Please notice that we just use a simple 1-dimentional distance feature here, but our object can
be multi-dimensional, and distance measurement can be either Euclidean, Pearson, average
distance, or many others, depending on data type and domain knowledge.
Anyhow, we have to merge these two closest cities in the distance matrix as well.
So, rows and columns are merged as the cluster is constructed.
As you can see in the distance matrix, rows and columns related to Montreal and Ottawa
cities are merged as the cluster is constructed. Then, the distances from all cities to this
new merged cluster get updated. But how? For example, how do we calculate the distance
from Winnipeg to the Ottawa-Montreal cluster? Well, there are different approaches, but
let’s assume, for example, we just select the distance from the centre of the Ottawa-Montreal
cluster to Winnipeg. Updating the distance matrix, we now have
one less cluster. Next, we look for the closest clusters once
again. In this case, Ottawa-Montreal and Toronto
are the closest ones, which creates another cluster.
In the next step, the closest distance is between the Vancouver cluster and the Edmonton
cluster. Forming a new cluster, their data in the matrix
table gets updated. Essentially, the rows and columns are merged
as the clusters are merged and the distance updated.
This is a common way to implement this type of clustering, and has the benefit of caching
distances between clusters.
In the same way, agglomerative algorithm proceeds by merging clusters.
And we repeat it until all clusters are merged and the tree becomes completed.
It means, until all cities are clustered into a single cluster of size 6.
Hierarchical clustering is typically visualized as a dendrogram as shown on this slide.
Each merge is represented by a horizontal line.
The y-coordinate of the horizontal line is the similarity of the two clusters that were
merged, where cities are viewed as singleton clusters.

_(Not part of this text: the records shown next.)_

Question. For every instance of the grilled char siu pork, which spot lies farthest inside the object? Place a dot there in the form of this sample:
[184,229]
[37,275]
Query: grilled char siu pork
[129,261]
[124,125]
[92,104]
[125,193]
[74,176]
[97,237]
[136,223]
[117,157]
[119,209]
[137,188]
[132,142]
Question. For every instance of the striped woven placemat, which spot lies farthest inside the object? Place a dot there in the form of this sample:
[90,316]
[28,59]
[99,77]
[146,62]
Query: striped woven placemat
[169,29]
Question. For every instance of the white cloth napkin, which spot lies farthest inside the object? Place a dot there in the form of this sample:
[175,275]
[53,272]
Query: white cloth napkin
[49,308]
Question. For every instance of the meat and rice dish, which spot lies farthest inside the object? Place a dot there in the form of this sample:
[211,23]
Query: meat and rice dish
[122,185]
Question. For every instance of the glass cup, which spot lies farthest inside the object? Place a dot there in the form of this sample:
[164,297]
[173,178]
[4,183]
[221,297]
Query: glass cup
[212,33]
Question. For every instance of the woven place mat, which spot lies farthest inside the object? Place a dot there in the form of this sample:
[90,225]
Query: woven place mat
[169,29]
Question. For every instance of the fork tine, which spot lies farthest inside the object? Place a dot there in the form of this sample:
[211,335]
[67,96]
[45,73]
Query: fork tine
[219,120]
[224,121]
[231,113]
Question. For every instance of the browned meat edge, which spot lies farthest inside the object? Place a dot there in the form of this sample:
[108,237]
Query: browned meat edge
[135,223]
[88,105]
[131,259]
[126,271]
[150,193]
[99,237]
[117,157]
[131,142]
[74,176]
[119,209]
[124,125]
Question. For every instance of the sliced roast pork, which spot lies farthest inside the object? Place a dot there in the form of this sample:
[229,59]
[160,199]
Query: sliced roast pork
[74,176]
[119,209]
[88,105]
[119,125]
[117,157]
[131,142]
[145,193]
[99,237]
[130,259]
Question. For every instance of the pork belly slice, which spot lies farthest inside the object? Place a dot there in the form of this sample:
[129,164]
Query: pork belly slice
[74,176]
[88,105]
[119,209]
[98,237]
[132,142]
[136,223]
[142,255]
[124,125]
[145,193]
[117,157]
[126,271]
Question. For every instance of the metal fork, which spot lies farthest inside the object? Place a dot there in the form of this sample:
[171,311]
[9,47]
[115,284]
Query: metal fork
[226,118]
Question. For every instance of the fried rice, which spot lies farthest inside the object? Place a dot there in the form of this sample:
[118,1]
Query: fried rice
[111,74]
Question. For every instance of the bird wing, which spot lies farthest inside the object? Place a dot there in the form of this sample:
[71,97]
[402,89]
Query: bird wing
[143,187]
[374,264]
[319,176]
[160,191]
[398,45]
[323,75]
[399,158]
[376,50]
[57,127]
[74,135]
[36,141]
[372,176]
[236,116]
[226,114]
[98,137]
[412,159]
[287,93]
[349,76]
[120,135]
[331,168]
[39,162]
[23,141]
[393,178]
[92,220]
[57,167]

By moving up from the bottom layer to the top node, a dendrogram allows us to reconstruct
the history of merges that resulted in the depicted clustering.
Essentially, Hierarchical clustering does not require a pre-specified number of clusters.
However, in some applications we want a partition of disjoint clusters just as in flat clustering.
In those cases, the hierarchy needs to be cut at some point.
For example here, cutting in a specific level of similarity, we create 3 clusters of similar cities.
This concludes this video. Thanks for watching.